Confused and completely unprepared for the outside world, without money or food, unable to express his feelings employing language and his face covered with eruptions the Creature stumbles along a modern LA. But in this cold world he is only met with hatred and fear and encounters with others mostly end in destruction and death.

Only in the blind, warm-hearted homeless Eddie (simply awesome: Tony ‘Candyman’ Todd) the Creature finally finds a friend. When the Creature introduces himself as ‘Monster’ Eddie assumes it’s just a cool street name, yet it’s the only name the Creature has ever been given by other people. Monster flourishes under Eddie’s care and is being taught how to survive on the streets of LA.

Happiness doesn’t last very long for Monster and due to a chain of tragic events he eventually finds himself alone again. But he has found the address of his ‘mother’ and now his sole aspiration is to find the woman who first gave him comfort when he was born.
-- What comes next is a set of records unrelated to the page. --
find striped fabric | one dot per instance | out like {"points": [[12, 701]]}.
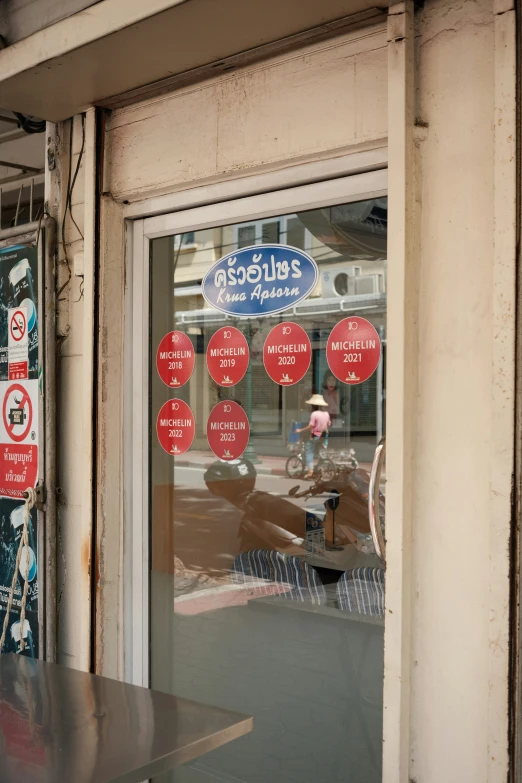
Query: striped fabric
{"points": [[361, 590], [298, 581]]}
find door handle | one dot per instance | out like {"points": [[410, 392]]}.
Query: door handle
{"points": [[374, 501]]}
Bernard Rose’s Frankenstein is not your classic horror film. It is a highly intelligent and very soulful horror drama. Frankenstein features many tragic scenes that are so heartbreaking I found my eyes tearing up more than once. The pain and terror that the Creature has to endure are sometimes hard to take and Rose uses the graphic violence to generate even more empathy for the Creature/Monster/Adam.
Bernard Rose finds the perfect balance between very poetic pictures and graphic violence for his gripping narration and Frankenstein will stay with you for a long while after initially watching it.

While Huston and Moss embody a perfect modern Mr. & Mrs. Frankenstein it’s the outstanding performances of Xavier Samuel as Monster/Adam and Tony Todd as Eddie that add incredible depth and soulfulness to the movie.

For me, Frankenstein is not only a horror drama. It’s very much like holding up a mirror to modern society showing how we all often treat people that we don’t know and that are different. As it says on the poster for Frankenstein ‘Man is the true Monster’ – that phrase is very much true. Society has generally become very cold and ignorant and seems void of any kind of empathy – not only in Rose’s cinematic version.
Also, I perceived Frankenstein as a metaphor of modern parenting. In these times, when you can practically buy a child, given the right amount of money, it also shows the immense pressure that parents put on their kids. They want their children to be beautiful, highly intelligent and awesome – always. As soon as the offspring don’t meet the sky-high expectations of their parents anymore they become a disappointment and a failure, which is incredibly sad.

I am very happy to have had the pleasure of seeing Frankenstein at its world premiere at the BIFFF in Brussels and I am very pleased that Frankenstein has been awarded with the Golden Raven, the Grand Prize of the festival. An honour very much deserved!